Single- and multiple-dose tolerability, safety, pharmacokinetics, and pharmacodynamics of the dual endothelin receptor antagonist aprocitentan in healthy adult and elderly subjects

Abstract

Background: Aprocitentan is an orally active, dual endothelin (ET) receptor antagonist developed for the treatment of hypertension in which, despite available treatments, a medical need exists for drugs with a new mechanism of action.

Subjects and methods: In this study, the single- and multiple-dose tolerability, safety, pharmacokinetics (PK), and pharmacodynamics of up to 600 mg (single doses) and 100 mg once a day (qd; multiple doses) of aprocitentan were investigated in healthy male and female subjects. The effect of age on the tolerability and PK parameters was investigated at a dose of 100 mg qd.
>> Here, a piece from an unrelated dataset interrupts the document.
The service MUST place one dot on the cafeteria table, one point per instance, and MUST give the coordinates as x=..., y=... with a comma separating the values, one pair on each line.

Results: Aprocitentan was well tolerated across all doses. No serious adverse events (AEs) occurred. The most frequently reported AE was headache. Small increases in body weight were recorded in subjects receiving 100 mg qd. Plasma concentration-time profiles of aprocitentan were similar after single- and multiple-dose administration, and support a qd dosing regimen based on a half-life of 44 hours. After multiple doses, PK was dose proportional. Accumulation at steady state, reached by Day 8, was 3-fold. Only minor differences in exposure between healthy females and males, healthy elderly and adult subjects, and fed and fasted conditions were observed. Plasma ET-1 concentrations, reflecting ET_B receptor antagonism, significantly increased with doses ≥25 mg. Time-matched analysis of electrocardiogram (ECG) parameters did not suggest drug-induced ECG effects. Exposure-response analysis indicated no QTc prolongations at plasma levels up to 10 µg/mL.

Conclusion: Aprocitentan was well tolerated in healthy subjects with a PK profile favorable for qd dosing.

Keywords: aprocitentan; endothelin; endothelin receptor antagonist; first-in-human study; pharmacodynamics; pharmacokinetics.

Figure 1

(A) Cardiodynamic evaluation: relationship between aprocitentan plasma concentration and ΔΔQTcF with 90% CI. (B) Mean observed and predicted ΔΔQTcF (±90% CI) vs observed median decile plasma concentrations. (C) Mean predicted (shaded gray area) ΔΔQTcF (±90% CI) vs observed geometric mean C_max plasma concentrations of 5, 25, and 100 mg aprocitentan. In the graphs, the 10 ms threshold of regulatory concern (for the upper bound of the CI around the mean effect on QTc) is indicated, as referred to in the ICH E14 guideline.

Figure 2

Arithmetic mean changes (±SD) in baseline-corrected body weight (kg) after once-daily administration of 5, 25, and 100 mg aprocitentan for 10 days in healthy (A) and elderly subjects (B) (n=6 for 25 mg and 100 mg elderly, and placebo subjects; n=7 for 5 and 100 mg subjects; n=2 for placebo elderly).

Figure 3

Arithmetic mean (±SD) plasma concentration vs time profiles of aprocitentan after administration of single doses of aprocitentan to healthy subjects (n=6 for each dose level) in the absence (A) or presence (B) of food (n=5).

Figure 4

Arithmetic mean (±SD) plasma concentration following the last dose administration on Day 10 (A) and mean trough plasma concentration–time profiles (B) of aprocitentan after once-daily administration of multiple doses of aprocitentan to healthy subjects and 100 mg of aprocitentan to healthy elderly subjects (n=6 for 5, 25, and 100 mg elderly; n=5 in the 100 mg group).

Figure 5

Arithmetic mean AUC_τ (±SD) of ET-1 on Day 1 (A) and Day 10 (B) after administration of 5, 25, or 100 mg aprocitentan or placebo once daily for 10 days to healthy subjects (n=6 for 5 and 25 mg; n=5 for 100 mg and placebo). Abbreviations: AUC_τ, area under the plasma concentration–time curve over a dosing interval; ET-1, endothelin-1.